In 2001, the Whooping Crane Eastern Partnership raised whooping crane (Grus americana) chicks in Wisconsin's Necedah National Wildlife Refuge then guided them to Florida's Chassahowitzka National Wildlife Refuge, utilizing Muscatatuck as a stopover site on the migrations. That population has been successful and by 2010 there were up to 105 migrating birds established in the eastern United States for the first time in over 100 years. The migrating birds are regularly seen during migration stopovers at Muscatatuck, often in the company of sandhill cranes (Grus canadensis).

===Reptiles===
A remnant of non-venomous northern copperbelly water snake (Nerodia erythrogaster neglecta) still exists in the refuge.

===Fish===
Popular fish include bluegill, channel catfish, crappie, and largemouth bass.

===Mammals===
In 1995, river otters (Lontra canadensis) were introduced to the refuge, which once lived in Indiana but eventually died out in the state.
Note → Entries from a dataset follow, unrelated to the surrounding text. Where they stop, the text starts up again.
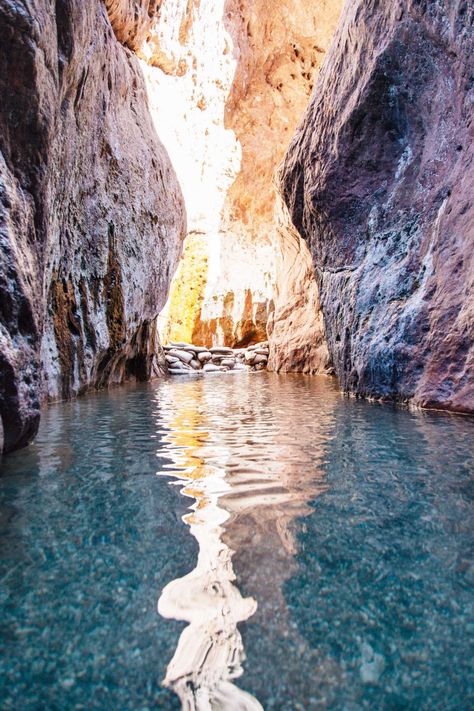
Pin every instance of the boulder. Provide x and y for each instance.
(211, 368)
(228, 363)
(184, 356)
(223, 350)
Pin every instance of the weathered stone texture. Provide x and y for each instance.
(379, 181)
(91, 215)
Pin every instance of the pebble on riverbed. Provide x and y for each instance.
(187, 359)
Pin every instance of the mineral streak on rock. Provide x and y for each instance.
(379, 182)
(242, 96)
(86, 252)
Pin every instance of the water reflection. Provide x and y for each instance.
(249, 478)
(210, 650)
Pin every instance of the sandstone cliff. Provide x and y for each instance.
(242, 95)
(91, 215)
(379, 182)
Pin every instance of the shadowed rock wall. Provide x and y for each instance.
(379, 182)
(91, 215)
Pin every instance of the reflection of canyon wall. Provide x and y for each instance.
(271, 57)
(91, 216)
(210, 653)
(379, 182)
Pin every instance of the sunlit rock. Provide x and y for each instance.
(378, 180)
(241, 95)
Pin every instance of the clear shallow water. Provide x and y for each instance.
(244, 541)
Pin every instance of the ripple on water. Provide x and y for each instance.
(298, 550)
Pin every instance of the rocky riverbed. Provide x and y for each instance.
(187, 359)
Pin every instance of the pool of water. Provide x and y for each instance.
(244, 541)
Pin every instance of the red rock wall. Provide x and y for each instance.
(86, 253)
(379, 182)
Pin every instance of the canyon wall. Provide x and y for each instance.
(91, 214)
(242, 96)
(379, 182)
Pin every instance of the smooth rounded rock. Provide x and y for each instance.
(223, 350)
(228, 363)
(184, 356)
(211, 368)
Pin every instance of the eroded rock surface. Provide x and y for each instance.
(91, 215)
(242, 95)
(379, 182)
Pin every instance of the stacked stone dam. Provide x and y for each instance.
(187, 359)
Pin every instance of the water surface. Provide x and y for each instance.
(238, 542)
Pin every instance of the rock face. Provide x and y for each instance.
(379, 182)
(91, 215)
(242, 95)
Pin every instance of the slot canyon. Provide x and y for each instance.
(236, 355)
(331, 211)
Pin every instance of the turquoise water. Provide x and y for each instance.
(244, 541)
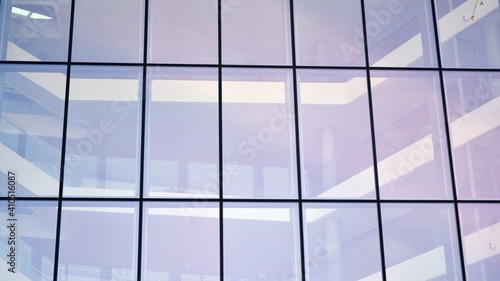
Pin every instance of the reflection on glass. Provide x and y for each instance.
(31, 124)
(103, 117)
(98, 241)
(258, 130)
(469, 35)
(181, 241)
(33, 241)
(329, 32)
(342, 242)
(335, 135)
(261, 241)
(183, 31)
(34, 30)
(480, 227)
(410, 136)
(420, 240)
(182, 132)
(473, 103)
(108, 31)
(400, 33)
(256, 32)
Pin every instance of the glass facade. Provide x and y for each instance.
(238, 140)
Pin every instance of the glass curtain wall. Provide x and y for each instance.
(237, 140)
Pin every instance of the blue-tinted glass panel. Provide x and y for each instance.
(469, 33)
(480, 227)
(108, 31)
(420, 240)
(261, 241)
(28, 233)
(258, 134)
(341, 242)
(328, 32)
(102, 143)
(400, 33)
(412, 154)
(34, 30)
(181, 241)
(473, 103)
(256, 32)
(335, 134)
(182, 132)
(32, 109)
(183, 31)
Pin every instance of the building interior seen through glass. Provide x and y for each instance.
(249, 140)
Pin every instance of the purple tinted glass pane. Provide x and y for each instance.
(412, 154)
(258, 130)
(473, 102)
(182, 138)
(261, 241)
(328, 32)
(189, 233)
(342, 242)
(335, 133)
(420, 239)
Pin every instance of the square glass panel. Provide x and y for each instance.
(335, 132)
(256, 32)
(32, 109)
(32, 30)
(261, 241)
(182, 132)
(469, 33)
(108, 31)
(473, 103)
(400, 33)
(480, 227)
(98, 241)
(420, 240)
(181, 240)
(183, 31)
(258, 134)
(328, 32)
(341, 241)
(102, 151)
(28, 234)
(412, 154)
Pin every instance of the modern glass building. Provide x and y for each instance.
(249, 140)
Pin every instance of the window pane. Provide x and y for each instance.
(181, 241)
(420, 239)
(469, 33)
(335, 135)
(473, 102)
(34, 30)
(342, 242)
(103, 132)
(400, 33)
(258, 130)
(265, 41)
(32, 108)
(98, 241)
(329, 32)
(108, 31)
(183, 31)
(261, 241)
(410, 136)
(183, 132)
(28, 239)
(480, 224)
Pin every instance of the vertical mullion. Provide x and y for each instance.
(63, 142)
(448, 141)
(374, 147)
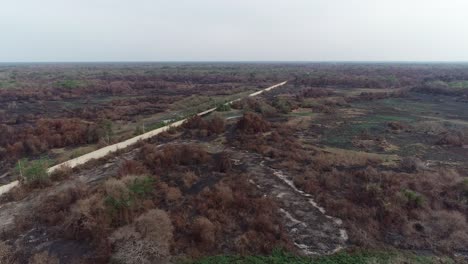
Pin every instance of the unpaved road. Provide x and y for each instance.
(100, 153)
(312, 230)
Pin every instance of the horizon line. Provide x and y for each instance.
(244, 61)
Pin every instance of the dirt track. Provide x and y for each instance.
(97, 154)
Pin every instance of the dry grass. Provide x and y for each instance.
(43, 258)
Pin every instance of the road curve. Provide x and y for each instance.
(102, 152)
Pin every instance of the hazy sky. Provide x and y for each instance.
(240, 30)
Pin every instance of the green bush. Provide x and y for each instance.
(34, 173)
(360, 257)
(412, 198)
(223, 107)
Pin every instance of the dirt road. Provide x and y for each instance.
(100, 153)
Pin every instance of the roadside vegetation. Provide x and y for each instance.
(381, 148)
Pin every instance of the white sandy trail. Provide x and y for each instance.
(102, 152)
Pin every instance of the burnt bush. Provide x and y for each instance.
(173, 155)
(200, 127)
(252, 123)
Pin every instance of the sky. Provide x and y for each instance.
(233, 30)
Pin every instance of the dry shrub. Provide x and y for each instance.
(7, 254)
(443, 230)
(203, 128)
(61, 173)
(324, 159)
(412, 164)
(452, 138)
(132, 167)
(43, 258)
(173, 155)
(156, 226)
(223, 162)
(123, 198)
(173, 194)
(252, 123)
(148, 240)
(189, 178)
(58, 203)
(204, 231)
(88, 219)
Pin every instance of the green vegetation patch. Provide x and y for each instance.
(280, 257)
(69, 84)
(459, 84)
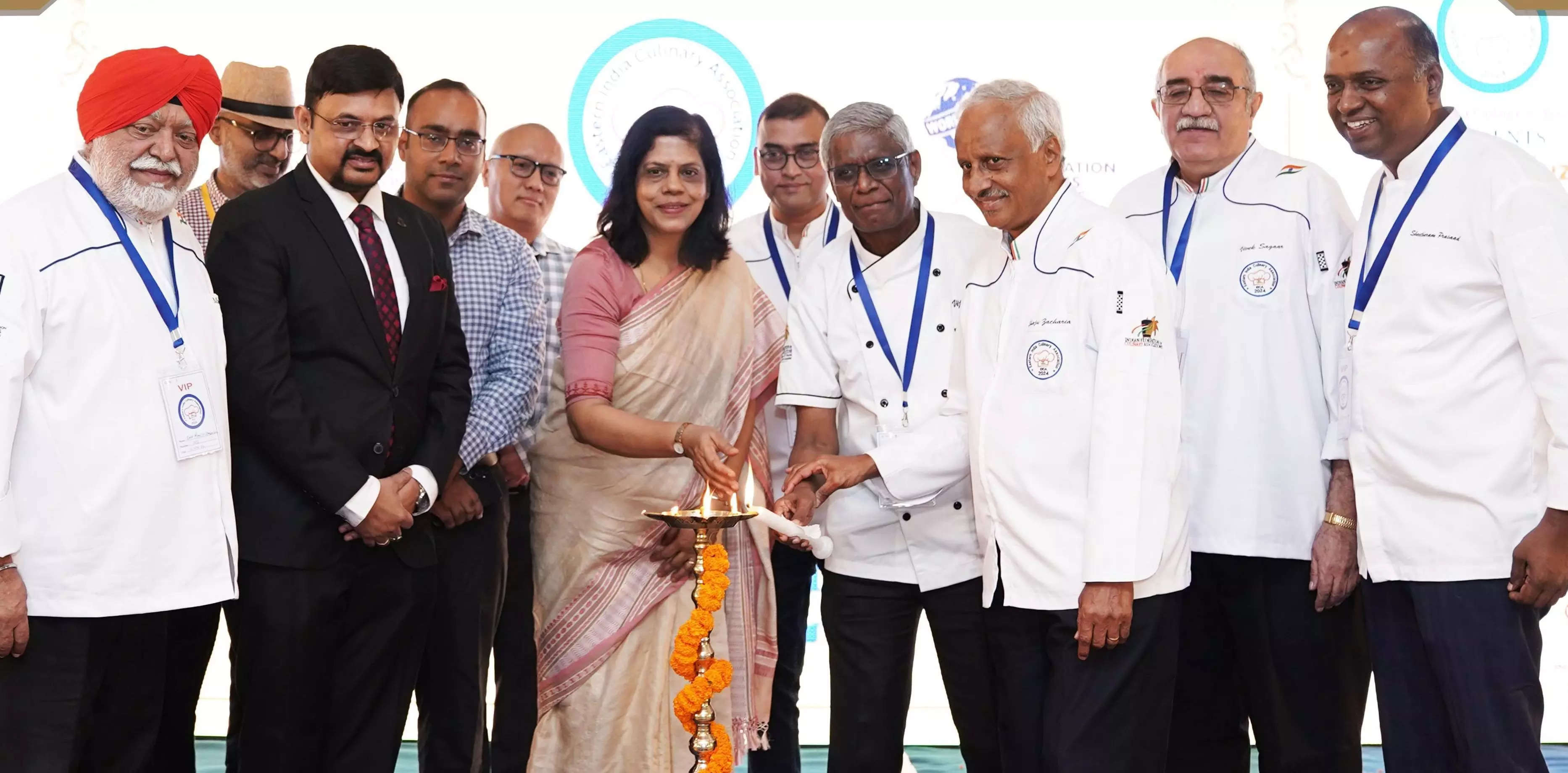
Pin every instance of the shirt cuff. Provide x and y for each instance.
(425, 482)
(358, 507)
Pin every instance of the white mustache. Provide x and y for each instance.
(1197, 123)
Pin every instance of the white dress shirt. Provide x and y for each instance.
(1261, 327)
(99, 513)
(1067, 413)
(748, 240)
(358, 507)
(1459, 389)
(833, 361)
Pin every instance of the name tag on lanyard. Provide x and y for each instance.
(186, 396)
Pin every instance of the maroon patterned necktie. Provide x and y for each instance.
(380, 278)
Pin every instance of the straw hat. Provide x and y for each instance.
(262, 95)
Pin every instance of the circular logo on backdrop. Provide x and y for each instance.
(664, 62)
(1260, 278)
(944, 120)
(1498, 51)
(192, 412)
(1045, 360)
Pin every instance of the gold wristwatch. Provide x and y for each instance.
(1340, 521)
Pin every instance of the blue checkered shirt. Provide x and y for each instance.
(501, 302)
(554, 262)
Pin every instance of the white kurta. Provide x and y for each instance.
(752, 245)
(101, 517)
(1459, 399)
(1261, 327)
(1067, 413)
(833, 361)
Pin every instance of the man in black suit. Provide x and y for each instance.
(349, 385)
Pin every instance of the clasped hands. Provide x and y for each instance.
(391, 513)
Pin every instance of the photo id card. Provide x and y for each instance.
(192, 425)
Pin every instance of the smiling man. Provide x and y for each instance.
(1258, 247)
(1457, 405)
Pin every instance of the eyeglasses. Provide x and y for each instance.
(806, 157)
(352, 128)
(523, 167)
(435, 143)
(877, 168)
(1218, 93)
(264, 139)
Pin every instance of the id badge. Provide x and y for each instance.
(189, 406)
(885, 435)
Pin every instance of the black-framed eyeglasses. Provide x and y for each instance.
(352, 128)
(435, 143)
(877, 168)
(806, 157)
(523, 167)
(264, 139)
(1218, 93)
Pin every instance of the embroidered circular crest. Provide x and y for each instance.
(1260, 278)
(192, 412)
(1045, 360)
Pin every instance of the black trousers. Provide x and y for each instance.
(793, 573)
(1459, 684)
(190, 639)
(871, 628)
(87, 697)
(517, 659)
(1252, 646)
(325, 664)
(454, 678)
(1109, 714)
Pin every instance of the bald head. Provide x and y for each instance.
(519, 203)
(1385, 85)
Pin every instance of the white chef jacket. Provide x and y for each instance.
(358, 507)
(833, 361)
(101, 517)
(748, 240)
(1067, 412)
(1261, 328)
(1459, 388)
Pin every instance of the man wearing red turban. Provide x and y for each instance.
(96, 562)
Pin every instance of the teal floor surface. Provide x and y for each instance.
(814, 760)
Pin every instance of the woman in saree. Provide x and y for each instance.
(669, 350)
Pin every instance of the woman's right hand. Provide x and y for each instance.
(708, 451)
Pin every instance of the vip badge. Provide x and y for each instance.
(1045, 360)
(1260, 278)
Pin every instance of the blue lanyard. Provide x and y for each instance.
(1368, 281)
(1165, 227)
(915, 317)
(171, 316)
(774, 245)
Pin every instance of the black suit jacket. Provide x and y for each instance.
(313, 397)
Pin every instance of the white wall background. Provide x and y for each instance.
(1098, 58)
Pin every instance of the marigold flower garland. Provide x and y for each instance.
(683, 657)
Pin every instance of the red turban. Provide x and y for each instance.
(132, 85)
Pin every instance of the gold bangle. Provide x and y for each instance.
(1340, 521)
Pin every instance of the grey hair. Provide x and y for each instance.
(1038, 113)
(864, 116)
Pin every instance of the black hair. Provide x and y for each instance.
(444, 85)
(622, 220)
(794, 106)
(350, 69)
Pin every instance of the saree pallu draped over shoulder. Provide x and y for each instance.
(698, 348)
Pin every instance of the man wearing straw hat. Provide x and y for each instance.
(255, 139)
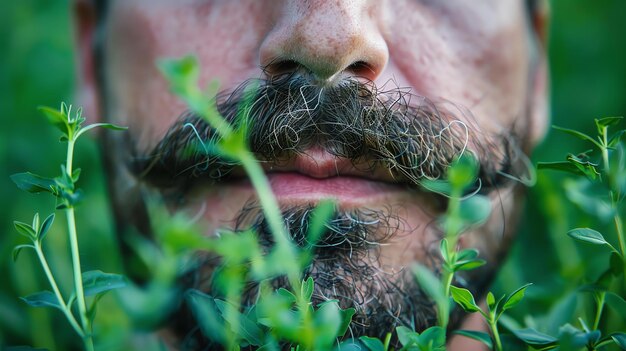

Deer, quail, and rabbit are commonly hunted.

== Partnerships ==
Muscatatuck National Wildlife Refuge has many conservation and community partners including the Jackson County Visitor Bureau, the Indiana Department of Natural Resources, the Starve-Hollow Recreation Area, and the Jennings County Visitor Bureau.

Over the years, Boy Scouts have assisted the refuge with many visitor service and management projects, including the completion of over 30 Eagle Scout Service Projects. In 2016, a documentary film, 'Eagles at Muscatatuck: A Documentary of Eagle Scout Service Projects' was produced as an Eagle Scout Service Project and presented to the refuge in honor of its 50th anniversary.